Elle l’aurait été d’ailleurs pour des raisons différentes à gauche et à droite. A gauche, ou plutôt à gauche de la gauche, parce qu’elle adopte une position bien trop libérale, ce qui est aux antipodes de la vision économique de gauche. A droite, elle aurait du plaire, mais dans un jeu totalement politicien, les politiques de droite préfèrent souligner et se moquer du manque de soutien de la gauche à notre Premier Ministre de gauche plutôt que de s’intéresser à la loi et par principe, nombreux d’entre eux auraient voté contre ou se seraient abstenus.

Cette situation est incroyable et n’a aucun sens. On ne peut pas être les premiers à être déçus si on ne laisse pas le gouvernement diriger quand il est au pouvoir. Ce qui est incroyable c’est que la gauche de la gauche ne le réalise pas. Enfin, non, ça n’est pas incroyable, c’est tout à fait dans la lignée de leurs reflexions, totalement à côté de la plaque.

Ce qui est malheureux, c’est de se dire qu’un gouvernement qui se bat pour une fois dans l’intérêt des français, sans calculs de réélection, est accablé de tous les côtés, par les français eux-même. Même les journalistes, réputés de gauche, enchainent les titres accablants pour le Premier Ministre :

« Loi Macron : Manuel Valls mauvais joueur » Libération
« Valls sacrifie sa majorité pour sauver son cap libéral » L’Humanité
« Loi Macron : les coulisses d’un « naufrage » » Le Parisien
« Loi Macron : l’utilisation du 49-3, un « aveu de faiblesse » » Le Monde

Le Royaume-Uni a eu Margaret Thatcher, l’Allemagne a Angela Merkel, est-ce que Valls sera l’homme providentiel qui arrivera à reformer la France en profondeur, à l’armer pour qu’elle s’en sorte ? Je le souhaite sincèrement.

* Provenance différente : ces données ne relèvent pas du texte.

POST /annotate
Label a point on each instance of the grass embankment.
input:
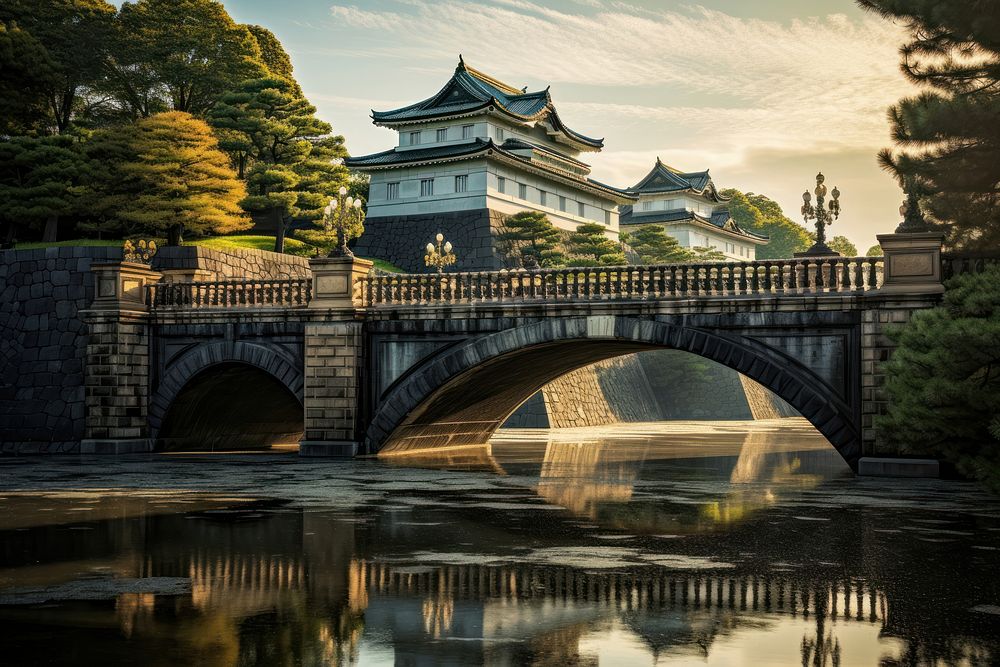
(292, 246)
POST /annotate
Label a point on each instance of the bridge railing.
(761, 278)
(231, 294)
(954, 264)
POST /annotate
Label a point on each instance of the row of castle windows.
(462, 185)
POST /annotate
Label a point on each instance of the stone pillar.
(116, 375)
(912, 262)
(333, 359)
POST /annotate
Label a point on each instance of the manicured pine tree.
(591, 247)
(178, 54)
(185, 182)
(943, 380)
(947, 138)
(655, 246)
(40, 182)
(530, 234)
(74, 34)
(291, 162)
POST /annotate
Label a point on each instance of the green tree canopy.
(943, 380)
(843, 245)
(291, 162)
(590, 246)
(532, 238)
(178, 54)
(757, 213)
(74, 34)
(655, 246)
(40, 181)
(185, 183)
(948, 137)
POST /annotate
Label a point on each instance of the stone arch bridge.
(370, 363)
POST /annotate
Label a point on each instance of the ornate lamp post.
(340, 215)
(823, 217)
(439, 256)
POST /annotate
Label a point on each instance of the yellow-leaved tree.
(182, 182)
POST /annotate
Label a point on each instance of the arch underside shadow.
(460, 396)
(225, 396)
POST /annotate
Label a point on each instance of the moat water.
(730, 544)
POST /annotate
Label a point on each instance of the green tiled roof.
(663, 178)
(470, 90)
(720, 218)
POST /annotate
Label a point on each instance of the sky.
(764, 93)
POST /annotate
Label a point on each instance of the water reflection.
(756, 552)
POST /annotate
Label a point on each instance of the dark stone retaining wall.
(402, 240)
(43, 341)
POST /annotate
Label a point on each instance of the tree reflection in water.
(768, 561)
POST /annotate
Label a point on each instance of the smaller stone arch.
(463, 393)
(193, 363)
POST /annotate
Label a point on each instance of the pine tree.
(844, 246)
(655, 246)
(40, 182)
(291, 162)
(948, 137)
(533, 239)
(590, 246)
(178, 54)
(943, 380)
(186, 183)
(757, 213)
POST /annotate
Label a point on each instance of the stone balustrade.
(761, 278)
(231, 294)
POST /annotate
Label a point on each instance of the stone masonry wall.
(117, 377)
(43, 340)
(234, 263)
(402, 240)
(43, 346)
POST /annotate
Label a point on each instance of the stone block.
(898, 467)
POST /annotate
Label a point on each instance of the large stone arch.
(462, 394)
(274, 365)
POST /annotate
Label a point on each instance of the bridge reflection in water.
(243, 581)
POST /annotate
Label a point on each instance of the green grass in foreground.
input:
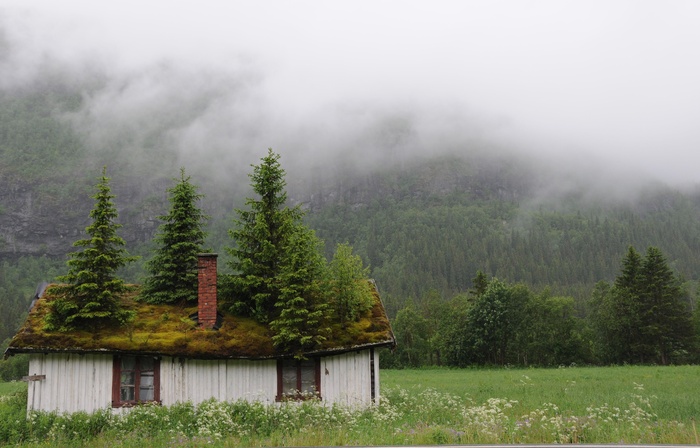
(584, 405)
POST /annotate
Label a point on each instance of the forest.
(448, 238)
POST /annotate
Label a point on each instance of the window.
(298, 379)
(135, 379)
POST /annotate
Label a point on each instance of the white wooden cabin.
(97, 373)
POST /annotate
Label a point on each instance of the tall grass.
(584, 405)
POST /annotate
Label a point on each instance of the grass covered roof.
(168, 330)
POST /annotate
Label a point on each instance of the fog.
(606, 89)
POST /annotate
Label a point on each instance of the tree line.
(643, 317)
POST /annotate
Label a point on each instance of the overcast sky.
(617, 82)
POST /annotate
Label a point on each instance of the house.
(171, 354)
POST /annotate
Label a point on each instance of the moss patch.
(168, 330)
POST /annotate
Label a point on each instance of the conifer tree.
(260, 238)
(351, 293)
(91, 296)
(301, 322)
(173, 269)
(666, 325)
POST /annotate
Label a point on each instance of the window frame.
(300, 396)
(116, 381)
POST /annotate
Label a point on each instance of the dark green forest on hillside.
(425, 228)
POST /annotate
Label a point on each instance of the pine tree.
(351, 293)
(666, 325)
(91, 295)
(261, 240)
(302, 307)
(173, 269)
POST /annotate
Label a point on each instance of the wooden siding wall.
(84, 382)
(73, 382)
(347, 379)
(227, 380)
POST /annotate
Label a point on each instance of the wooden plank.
(33, 378)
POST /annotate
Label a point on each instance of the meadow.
(629, 404)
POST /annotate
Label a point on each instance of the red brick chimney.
(206, 279)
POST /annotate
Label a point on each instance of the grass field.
(674, 391)
(649, 405)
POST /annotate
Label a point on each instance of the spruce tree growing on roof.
(351, 293)
(302, 309)
(261, 236)
(173, 269)
(91, 294)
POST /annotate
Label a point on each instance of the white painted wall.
(84, 382)
(227, 380)
(73, 382)
(346, 378)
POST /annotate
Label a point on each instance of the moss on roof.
(168, 330)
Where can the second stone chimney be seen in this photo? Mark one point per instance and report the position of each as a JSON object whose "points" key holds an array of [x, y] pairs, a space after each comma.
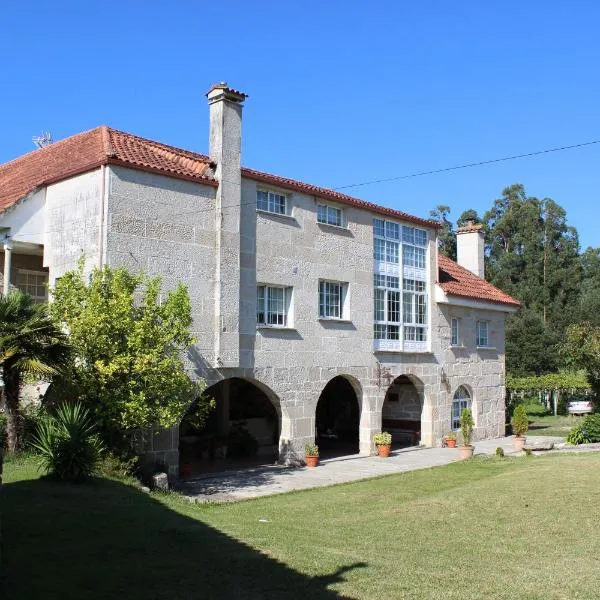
{"points": [[470, 248]]}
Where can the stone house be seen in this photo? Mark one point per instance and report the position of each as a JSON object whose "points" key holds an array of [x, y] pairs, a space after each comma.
{"points": [[316, 313]]}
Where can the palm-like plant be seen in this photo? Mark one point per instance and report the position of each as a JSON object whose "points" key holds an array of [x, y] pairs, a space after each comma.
{"points": [[30, 343]]}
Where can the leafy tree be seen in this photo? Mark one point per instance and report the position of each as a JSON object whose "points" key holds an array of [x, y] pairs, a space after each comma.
{"points": [[446, 235], [128, 339], [531, 345], [30, 344], [588, 307], [581, 348]]}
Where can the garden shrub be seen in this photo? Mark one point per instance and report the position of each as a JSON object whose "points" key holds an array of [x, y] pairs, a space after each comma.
{"points": [[591, 426], [118, 467], [520, 421], [577, 436], [67, 443]]}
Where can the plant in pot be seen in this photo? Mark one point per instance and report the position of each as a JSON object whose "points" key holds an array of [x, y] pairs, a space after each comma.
{"points": [[383, 441], [520, 425], [311, 455], [450, 439], [466, 429]]}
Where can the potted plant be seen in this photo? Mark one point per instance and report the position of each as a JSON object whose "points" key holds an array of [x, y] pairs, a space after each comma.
{"points": [[311, 455], [466, 429], [450, 439], [383, 441], [520, 425]]}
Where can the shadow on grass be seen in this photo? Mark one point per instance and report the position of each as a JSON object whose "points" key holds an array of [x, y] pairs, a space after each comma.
{"points": [[109, 540]]}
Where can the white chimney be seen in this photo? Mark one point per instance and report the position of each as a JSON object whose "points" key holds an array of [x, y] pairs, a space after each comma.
{"points": [[225, 149], [470, 248]]}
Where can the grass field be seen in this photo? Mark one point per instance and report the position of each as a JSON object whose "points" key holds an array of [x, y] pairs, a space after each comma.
{"points": [[541, 423], [487, 528]]}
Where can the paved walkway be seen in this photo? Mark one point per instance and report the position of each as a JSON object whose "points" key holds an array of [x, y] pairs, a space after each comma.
{"points": [[266, 481]]}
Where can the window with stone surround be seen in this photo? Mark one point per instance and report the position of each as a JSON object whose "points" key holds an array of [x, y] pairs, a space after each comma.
{"points": [[329, 215], [271, 202], [273, 305], [401, 319], [482, 334], [34, 283], [454, 335], [461, 400], [333, 300]]}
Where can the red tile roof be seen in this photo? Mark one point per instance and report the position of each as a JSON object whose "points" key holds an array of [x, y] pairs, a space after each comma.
{"points": [[458, 281], [103, 145], [89, 150], [327, 194]]}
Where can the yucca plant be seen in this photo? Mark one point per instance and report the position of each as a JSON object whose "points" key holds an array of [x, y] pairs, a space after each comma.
{"points": [[67, 443], [30, 344]]}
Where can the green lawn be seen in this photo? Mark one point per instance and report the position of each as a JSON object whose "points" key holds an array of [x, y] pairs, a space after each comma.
{"points": [[519, 528], [541, 423]]}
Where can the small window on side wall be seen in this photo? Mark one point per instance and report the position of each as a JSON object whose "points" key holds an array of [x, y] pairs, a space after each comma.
{"points": [[333, 300], [482, 334], [329, 215], [271, 202], [454, 335]]}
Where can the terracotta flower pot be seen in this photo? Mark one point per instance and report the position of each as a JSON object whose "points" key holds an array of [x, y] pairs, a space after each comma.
{"points": [[519, 442], [384, 450], [311, 461], [466, 452]]}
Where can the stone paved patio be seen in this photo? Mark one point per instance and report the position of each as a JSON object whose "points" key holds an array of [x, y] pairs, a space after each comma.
{"points": [[266, 481]]}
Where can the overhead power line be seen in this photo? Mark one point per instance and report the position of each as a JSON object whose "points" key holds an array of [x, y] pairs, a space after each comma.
{"points": [[467, 165]]}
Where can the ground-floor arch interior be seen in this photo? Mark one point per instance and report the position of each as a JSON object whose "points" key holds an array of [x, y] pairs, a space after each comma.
{"points": [[241, 431]]}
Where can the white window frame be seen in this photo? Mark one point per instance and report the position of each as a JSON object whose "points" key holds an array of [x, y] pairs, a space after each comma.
{"points": [[461, 399], [273, 203], [454, 332], [27, 272], [327, 288], [273, 318], [403, 251], [329, 209], [480, 326]]}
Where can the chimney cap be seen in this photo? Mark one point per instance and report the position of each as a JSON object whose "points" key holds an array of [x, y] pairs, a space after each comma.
{"points": [[470, 227], [228, 93]]}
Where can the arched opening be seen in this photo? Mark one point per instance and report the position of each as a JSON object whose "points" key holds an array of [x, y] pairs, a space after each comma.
{"points": [[241, 432], [402, 412], [337, 419], [461, 400]]}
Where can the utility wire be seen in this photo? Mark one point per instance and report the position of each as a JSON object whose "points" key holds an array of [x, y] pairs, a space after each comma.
{"points": [[467, 165]]}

En utilisant le 49-3, Valls ne montre non seulement pas un aveu de faiblesse mais au contraire une détermination sans faille à réussir dans la mission qui lui a été confiée. Il se mouille, il prend des risques, finalement il se donne les chances d’avoir un bon bilan et donc de faire l’intérêt de la France. Il a un courage politique dont de nombreux de nos politiques de droite comme de gauche devraient s’inspirer.